You might have looked it up first

May 04, 2012|By John E. McIntyre | The Baltimore Sun

It's not that I mind being treated as an oracle — it's a little flattering to be consulted on points of language and usage. But I sometimes wonder why people write to me for answers that are, or ought to be, near at hand to them.

When someone poses a question about usage, the first book I usually reach for (yes, little ones, Mr. John still believes in books) is Bryan Garner's Garmer's Modern American Usage. Though his prefaces bristle a little about descriptivists, he is the very model of a modern moderate prescriptivist. The third edition of his manual rates disputed usages on a continuum of acceptability. If you want advice on what is conventional in contemporary American formal writing, he's as good a guide as you can get.

The next reference I check is Merriam-Webster's Dictionary of English Usage. Rather more descriptivist than Garner's, MWDEU also gives a fuller account of historical patterns of usage and thus assists the reader in developing an informed opinion.

I'll venture to say that if you do not own and consult these two books, you will have a difficult time operating as a reliable editor.

There are others, of course. I have a sentimental attachment to Fowler, and for the Olympian pronouncements in John Bremner's Words on Words, though both are limited for current purposes. I have taken to recommending Mignon Fogarty's Grammar Girl books to my students and anyone else who finds Garner's and MWDEU a little intimidating. She's approachable, and her advice is usually quite sound.

But you, you twenty-first-century type, won't be satisfied without electronic resources, will you?

The exchanges at Language Log are usually stimulating and informative.
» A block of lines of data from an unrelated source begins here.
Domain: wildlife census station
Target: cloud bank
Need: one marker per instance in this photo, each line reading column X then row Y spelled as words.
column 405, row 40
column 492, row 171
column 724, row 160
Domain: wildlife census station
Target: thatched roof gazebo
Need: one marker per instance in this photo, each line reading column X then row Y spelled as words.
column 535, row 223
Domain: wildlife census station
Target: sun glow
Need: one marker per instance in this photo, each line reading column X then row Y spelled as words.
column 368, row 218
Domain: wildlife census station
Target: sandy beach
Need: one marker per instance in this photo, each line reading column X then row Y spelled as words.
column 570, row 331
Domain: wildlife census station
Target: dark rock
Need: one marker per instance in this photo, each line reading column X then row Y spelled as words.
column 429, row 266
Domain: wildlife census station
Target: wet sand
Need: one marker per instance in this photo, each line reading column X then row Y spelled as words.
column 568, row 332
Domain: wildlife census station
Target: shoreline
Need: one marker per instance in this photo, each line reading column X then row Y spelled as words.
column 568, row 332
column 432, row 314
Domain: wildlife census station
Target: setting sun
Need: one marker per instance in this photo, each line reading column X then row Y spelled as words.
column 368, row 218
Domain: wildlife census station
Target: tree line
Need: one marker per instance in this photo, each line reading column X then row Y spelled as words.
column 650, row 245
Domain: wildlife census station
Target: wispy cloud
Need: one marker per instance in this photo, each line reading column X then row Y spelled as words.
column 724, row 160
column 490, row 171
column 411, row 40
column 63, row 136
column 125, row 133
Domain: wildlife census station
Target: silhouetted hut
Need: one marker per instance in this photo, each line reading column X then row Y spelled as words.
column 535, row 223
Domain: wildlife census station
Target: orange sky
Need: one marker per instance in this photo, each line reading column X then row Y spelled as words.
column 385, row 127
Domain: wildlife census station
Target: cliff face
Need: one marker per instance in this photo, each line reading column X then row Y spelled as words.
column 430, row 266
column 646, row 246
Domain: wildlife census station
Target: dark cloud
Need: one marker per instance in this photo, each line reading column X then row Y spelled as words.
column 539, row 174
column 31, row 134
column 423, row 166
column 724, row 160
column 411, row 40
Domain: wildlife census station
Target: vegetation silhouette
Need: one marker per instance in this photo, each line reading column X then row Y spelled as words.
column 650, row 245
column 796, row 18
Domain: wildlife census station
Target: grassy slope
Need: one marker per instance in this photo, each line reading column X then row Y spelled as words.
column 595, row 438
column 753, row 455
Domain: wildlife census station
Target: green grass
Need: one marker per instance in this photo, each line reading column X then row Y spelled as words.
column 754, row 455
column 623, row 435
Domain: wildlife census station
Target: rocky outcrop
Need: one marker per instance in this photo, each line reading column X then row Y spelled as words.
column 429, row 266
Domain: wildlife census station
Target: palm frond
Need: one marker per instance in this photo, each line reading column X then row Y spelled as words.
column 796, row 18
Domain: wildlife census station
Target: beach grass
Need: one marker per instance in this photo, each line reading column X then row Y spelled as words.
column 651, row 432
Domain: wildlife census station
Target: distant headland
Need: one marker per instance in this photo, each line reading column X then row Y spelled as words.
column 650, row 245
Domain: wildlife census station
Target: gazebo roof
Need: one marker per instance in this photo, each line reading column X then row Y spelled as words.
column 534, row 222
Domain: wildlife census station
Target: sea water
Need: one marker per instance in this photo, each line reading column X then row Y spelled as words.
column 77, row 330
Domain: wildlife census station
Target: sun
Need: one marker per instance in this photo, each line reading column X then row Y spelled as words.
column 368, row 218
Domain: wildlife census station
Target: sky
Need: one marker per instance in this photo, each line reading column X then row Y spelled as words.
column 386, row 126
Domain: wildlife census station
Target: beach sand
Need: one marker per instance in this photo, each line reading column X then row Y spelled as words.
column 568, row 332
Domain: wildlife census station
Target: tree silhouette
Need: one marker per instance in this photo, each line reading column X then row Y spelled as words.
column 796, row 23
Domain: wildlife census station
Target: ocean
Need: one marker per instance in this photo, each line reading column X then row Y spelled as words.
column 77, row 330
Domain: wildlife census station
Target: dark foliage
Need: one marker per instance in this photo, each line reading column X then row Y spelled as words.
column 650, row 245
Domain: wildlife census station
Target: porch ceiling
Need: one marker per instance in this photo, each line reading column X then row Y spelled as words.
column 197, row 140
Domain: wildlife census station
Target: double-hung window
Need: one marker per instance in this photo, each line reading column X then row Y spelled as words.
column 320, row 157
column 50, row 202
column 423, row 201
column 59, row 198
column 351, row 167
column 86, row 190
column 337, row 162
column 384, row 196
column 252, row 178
Its posts are episodic, but if you do a search on certain keywords, you can find collections of posts. Passives, will direct you to a multitude of posts on people's ignorant and misinformed strictures on use of the passive voice.

Motivated Grammar has a post, "Debunked Myths," with links to dozens of points of dispute about grammar and usage. His motto, "Prescriptivism Must Die!" will telegraph his approach, but he is informed and persuasive, and you need to grasp the arguments on these points.

Grammar Girl, being ubiquitous, is also online, as are Patricia T. O'Conner and Stewart Kellerman of Grammarphobia.com.

And there is always [cough] this blog, where you are always welcome and which will not do you harm. You would do well to have a look at the bloggers I cite favorably, and steer clear of the writers I deplore.